Thx IV and Kissfan.
I know I come across as a bermabear to some, but I just believe in covering the downside and letting the up take care of itself.
Further, via my parents I have been involved in property since 1971, when dad first built a block of flats. Us kids were up there helping Dad's builder friend mix cement for the first cavity brick 4 pack. we wanted to do at least a 6 pack on the 870m2 Res B lot, but the Pine Rivers Council insisted we save half of the lot for septic catchment, which was serious overkill. In the pic below, the catchment area can be seen behind the carport and laundry.
Since then, I remember clearly the movement of Australian property well. In the mid 80s, Sydney prices saw strong growth, and lots of my 20 something friends were thinking if they didn't buy soon, they'd be unable to for years to come. Mind you, I am talking about urban professionals wanting to buy close to town, not at Campbelltown.
I saw Brisbane flat through the 90s. So when prices started pushing along in 2001-2, I thought ok, here's another boom to make up for the flat 90s, normal part of the cycle stuff. Now every old timer property investor I know (several greeks, italians, my mother, uncle, three high net worth mid sized developers) thought the end of 2003 was the end of the boom for another cycle. They started to progressively offload their self created 'superannuation'.
But then, in 2005, the market started to fire up again and continued until this year. I could not understand this and felt whatever was driving it was historically unprecedented and potentially very dangerous. That led me on a quest to find out what was permitting this growth.
My readings identified looser bank lending and banks borrowing higher portions of foreign capital to keep pushing our property prices up. There was sufficient foreign capital prepared to invest in our mortgages because we have amongst the highest interest rates in the OECD and our economy was being used as a proxy by foreigners who wanted to invest in the China boom, without the sovereign risk. This is the same money that Australia's non bank lenders were tapping into to compete against our banks.
However, global credit was expanding well beyond global gdp growth. And that's where the people I read saw a fragile house of cards building.
So, it is my historical perspective from the age of 8, and my readings, that make me realize this time it is different. It is not that I am a permabear. I have always seen property as a means for people to provide for their retirement. Many Greek and Italian friends of my Dad built 6 packs and had commercial sheds. My father and uncle did the same. Not many of my school mate's anglo parents did though. They all seemed stunned that I had to spend 3-4 hours on Saturdays mowing multiple lawns and cleaning up flats after dirty tenants vacated.

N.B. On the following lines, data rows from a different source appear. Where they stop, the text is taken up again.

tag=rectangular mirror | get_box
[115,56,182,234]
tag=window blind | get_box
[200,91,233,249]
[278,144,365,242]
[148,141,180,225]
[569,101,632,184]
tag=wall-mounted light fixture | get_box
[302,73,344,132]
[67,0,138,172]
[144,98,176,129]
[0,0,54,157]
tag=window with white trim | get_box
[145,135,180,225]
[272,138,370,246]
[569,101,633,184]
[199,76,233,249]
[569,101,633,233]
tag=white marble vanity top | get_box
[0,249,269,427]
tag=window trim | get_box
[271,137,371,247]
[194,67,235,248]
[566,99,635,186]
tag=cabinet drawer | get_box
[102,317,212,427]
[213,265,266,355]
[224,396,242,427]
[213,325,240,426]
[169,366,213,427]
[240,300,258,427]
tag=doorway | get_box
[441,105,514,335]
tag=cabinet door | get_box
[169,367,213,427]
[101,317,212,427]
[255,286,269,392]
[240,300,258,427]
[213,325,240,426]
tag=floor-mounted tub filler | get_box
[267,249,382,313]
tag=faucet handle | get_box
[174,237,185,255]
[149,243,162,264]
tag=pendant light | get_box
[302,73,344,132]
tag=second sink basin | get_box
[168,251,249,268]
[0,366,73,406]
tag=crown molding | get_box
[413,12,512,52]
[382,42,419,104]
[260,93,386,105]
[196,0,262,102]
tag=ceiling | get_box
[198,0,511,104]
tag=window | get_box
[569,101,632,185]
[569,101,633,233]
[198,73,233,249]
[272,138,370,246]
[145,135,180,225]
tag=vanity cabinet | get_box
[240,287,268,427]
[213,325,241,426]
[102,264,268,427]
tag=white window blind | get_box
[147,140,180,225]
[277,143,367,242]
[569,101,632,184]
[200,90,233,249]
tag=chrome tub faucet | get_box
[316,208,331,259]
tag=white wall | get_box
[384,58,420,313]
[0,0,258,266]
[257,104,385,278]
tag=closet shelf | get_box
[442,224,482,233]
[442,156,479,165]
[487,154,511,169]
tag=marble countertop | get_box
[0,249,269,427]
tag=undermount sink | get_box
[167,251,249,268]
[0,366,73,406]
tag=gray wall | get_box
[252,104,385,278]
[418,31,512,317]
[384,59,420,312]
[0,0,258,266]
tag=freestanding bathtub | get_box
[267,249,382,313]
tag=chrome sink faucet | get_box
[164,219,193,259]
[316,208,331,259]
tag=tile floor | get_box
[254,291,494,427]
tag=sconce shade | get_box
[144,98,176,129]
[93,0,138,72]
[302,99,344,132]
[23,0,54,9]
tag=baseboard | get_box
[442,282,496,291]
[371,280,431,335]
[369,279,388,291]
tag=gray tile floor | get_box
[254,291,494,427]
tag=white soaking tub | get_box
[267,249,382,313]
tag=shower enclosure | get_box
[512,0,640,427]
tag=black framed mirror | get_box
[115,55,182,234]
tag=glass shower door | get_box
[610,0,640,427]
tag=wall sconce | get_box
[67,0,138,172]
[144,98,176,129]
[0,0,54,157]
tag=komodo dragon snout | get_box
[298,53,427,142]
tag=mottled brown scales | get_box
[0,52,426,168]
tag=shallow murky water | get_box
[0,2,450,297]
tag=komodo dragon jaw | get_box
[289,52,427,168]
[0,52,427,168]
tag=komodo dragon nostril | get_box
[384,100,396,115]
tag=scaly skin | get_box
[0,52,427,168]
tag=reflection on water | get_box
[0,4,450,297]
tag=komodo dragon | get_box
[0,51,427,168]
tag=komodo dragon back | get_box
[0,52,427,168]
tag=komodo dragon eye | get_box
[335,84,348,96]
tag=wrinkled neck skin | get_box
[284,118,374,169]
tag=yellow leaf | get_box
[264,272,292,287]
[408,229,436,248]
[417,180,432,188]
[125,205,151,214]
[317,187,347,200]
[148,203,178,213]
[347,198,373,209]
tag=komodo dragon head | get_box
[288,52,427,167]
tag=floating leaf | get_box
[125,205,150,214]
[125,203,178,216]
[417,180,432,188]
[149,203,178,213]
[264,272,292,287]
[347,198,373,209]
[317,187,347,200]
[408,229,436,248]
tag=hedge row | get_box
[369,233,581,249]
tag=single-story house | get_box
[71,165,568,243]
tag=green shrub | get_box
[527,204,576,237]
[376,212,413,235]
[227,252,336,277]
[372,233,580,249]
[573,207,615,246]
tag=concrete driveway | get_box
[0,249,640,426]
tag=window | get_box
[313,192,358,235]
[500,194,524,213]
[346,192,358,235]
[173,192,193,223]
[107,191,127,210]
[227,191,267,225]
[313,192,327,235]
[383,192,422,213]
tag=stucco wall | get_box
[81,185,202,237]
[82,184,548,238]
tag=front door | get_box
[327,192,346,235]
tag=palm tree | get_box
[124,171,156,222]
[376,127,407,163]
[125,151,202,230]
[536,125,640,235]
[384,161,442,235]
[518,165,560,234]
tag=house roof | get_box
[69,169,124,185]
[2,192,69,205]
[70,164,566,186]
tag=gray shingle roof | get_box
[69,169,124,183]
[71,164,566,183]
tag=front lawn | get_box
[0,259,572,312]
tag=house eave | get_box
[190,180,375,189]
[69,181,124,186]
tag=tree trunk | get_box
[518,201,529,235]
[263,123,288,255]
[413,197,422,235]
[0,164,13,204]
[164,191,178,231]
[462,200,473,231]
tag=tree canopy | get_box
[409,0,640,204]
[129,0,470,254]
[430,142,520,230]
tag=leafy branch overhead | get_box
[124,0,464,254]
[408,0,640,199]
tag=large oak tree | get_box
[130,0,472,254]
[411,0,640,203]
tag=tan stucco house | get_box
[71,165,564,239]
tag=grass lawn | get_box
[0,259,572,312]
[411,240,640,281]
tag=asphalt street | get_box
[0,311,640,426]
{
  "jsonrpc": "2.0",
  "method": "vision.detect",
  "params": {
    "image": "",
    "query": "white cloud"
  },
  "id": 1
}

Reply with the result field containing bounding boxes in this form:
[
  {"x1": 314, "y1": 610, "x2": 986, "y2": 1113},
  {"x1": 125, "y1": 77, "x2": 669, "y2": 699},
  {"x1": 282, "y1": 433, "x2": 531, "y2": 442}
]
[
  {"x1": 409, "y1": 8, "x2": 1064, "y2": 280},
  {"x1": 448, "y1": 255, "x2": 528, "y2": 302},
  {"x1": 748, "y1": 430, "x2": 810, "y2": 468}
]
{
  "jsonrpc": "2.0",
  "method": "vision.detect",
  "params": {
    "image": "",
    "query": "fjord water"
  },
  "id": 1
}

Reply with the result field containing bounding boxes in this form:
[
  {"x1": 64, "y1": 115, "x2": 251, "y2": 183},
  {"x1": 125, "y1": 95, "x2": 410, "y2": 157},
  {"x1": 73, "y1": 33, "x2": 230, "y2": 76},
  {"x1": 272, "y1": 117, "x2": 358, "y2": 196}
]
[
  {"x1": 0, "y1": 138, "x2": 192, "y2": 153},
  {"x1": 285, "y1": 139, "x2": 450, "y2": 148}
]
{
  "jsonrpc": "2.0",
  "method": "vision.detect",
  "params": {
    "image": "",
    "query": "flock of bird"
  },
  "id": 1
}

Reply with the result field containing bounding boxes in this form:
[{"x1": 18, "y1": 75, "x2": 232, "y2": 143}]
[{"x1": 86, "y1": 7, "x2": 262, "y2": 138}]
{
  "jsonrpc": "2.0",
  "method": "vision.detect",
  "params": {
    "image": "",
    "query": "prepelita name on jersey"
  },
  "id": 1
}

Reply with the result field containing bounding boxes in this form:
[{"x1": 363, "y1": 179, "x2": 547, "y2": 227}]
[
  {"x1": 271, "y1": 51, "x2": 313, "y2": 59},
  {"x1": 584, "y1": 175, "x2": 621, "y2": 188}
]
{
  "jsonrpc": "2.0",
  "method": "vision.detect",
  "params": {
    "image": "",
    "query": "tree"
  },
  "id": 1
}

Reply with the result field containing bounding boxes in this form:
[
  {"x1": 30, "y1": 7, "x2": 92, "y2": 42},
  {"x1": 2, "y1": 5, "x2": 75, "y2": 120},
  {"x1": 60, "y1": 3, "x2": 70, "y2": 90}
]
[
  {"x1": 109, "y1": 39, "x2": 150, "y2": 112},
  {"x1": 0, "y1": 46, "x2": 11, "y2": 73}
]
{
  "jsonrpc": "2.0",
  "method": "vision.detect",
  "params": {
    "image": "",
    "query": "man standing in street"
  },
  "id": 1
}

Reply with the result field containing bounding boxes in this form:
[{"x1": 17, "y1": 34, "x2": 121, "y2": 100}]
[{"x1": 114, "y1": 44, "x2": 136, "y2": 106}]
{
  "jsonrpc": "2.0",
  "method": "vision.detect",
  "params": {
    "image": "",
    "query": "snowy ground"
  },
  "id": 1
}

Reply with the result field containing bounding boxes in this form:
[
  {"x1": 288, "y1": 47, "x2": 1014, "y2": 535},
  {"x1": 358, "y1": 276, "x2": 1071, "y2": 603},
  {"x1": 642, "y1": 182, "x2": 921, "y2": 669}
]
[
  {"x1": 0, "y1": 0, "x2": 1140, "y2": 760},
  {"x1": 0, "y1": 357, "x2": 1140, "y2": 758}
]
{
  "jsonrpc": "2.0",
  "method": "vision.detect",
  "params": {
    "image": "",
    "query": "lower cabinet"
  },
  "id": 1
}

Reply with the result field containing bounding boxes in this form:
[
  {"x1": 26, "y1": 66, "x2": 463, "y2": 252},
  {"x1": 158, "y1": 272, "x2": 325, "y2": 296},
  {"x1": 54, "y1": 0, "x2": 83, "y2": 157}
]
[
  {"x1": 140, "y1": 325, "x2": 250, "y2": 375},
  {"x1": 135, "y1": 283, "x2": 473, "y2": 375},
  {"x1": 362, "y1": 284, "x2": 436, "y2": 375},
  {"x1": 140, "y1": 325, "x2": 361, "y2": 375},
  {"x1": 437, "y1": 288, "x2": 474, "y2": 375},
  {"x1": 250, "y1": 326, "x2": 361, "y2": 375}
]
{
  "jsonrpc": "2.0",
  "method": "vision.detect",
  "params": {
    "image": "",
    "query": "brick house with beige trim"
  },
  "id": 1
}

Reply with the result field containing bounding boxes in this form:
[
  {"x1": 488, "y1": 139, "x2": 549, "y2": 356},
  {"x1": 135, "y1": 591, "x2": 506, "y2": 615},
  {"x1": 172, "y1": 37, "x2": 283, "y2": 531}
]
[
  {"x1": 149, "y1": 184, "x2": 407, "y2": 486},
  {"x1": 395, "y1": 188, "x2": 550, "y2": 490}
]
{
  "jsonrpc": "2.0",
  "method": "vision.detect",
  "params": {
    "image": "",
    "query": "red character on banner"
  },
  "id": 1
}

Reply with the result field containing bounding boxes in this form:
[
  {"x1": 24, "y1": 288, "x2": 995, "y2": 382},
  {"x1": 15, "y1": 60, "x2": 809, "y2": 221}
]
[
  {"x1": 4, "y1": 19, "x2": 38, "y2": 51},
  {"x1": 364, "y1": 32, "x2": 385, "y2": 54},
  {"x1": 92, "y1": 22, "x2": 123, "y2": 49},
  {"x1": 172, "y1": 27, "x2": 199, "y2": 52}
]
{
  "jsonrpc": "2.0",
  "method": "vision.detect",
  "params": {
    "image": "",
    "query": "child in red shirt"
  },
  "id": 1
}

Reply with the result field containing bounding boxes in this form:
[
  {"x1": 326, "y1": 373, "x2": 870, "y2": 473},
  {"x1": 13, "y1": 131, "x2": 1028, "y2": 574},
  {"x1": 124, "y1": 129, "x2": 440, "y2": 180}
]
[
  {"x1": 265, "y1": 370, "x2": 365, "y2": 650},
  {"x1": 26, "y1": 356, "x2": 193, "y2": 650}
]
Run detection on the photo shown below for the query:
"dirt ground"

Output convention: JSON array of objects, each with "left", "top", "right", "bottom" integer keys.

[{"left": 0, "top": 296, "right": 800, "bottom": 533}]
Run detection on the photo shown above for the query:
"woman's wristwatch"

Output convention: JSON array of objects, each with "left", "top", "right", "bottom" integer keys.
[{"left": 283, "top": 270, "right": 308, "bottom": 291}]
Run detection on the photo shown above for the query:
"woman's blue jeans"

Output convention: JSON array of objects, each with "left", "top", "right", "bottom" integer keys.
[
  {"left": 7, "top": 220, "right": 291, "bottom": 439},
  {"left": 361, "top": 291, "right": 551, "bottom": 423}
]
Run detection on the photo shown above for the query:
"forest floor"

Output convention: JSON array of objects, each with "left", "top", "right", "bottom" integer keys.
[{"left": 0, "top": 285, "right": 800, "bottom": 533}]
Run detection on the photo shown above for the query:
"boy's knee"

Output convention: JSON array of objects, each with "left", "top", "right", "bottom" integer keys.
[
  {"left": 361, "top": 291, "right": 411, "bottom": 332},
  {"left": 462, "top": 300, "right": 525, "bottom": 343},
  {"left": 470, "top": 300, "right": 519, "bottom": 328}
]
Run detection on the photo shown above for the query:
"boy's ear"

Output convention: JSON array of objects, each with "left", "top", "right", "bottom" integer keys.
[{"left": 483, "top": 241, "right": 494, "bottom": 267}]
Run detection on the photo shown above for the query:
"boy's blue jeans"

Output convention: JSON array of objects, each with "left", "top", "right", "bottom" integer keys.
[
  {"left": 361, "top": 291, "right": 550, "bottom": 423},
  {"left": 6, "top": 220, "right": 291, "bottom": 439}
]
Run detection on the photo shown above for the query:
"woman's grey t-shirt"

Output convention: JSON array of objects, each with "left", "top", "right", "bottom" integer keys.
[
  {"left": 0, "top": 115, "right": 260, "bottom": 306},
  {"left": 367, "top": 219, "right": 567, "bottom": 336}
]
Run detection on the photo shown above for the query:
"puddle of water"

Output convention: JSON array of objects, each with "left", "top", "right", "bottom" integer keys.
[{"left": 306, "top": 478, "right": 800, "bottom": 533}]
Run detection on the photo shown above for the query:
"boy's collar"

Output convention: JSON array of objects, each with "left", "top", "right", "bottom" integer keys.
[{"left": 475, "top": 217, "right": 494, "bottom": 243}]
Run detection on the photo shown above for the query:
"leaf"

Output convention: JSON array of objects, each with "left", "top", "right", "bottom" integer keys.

So that's why I have been manically reading macroeconomics for the last few years. The growth of the last decade has been historically unprecedented. And I think anyone with serious debt exposure should be taking a strong interest in what is happening globally. I appreciate the discussions I have here with those who do. Boz is a guy, who being Italian, I identify as having learnt a hell of a lot about macro economics, in English, over the last few years and I always read his posts. I have no doubt he is a smart boy. TopCropper and Sunfish also share similar perspectives to mine, just a different style of presenting it though. And I know many others read the world's designated bear media tarts. As for Steve Keen, I think he has identified there is a problem with too much debt, and I respect his analysis on that. However, I think he was unwise to go to the media and emphatically declare a 40% house price drop. Nevetheless, I can see his motives for doing it. Do I think there's going to be a 40% price fall? probably not. but it will all depend on how developed economies deleverage from the excess credit that built up over the last 10-15 years and global contagion of debt defaulters.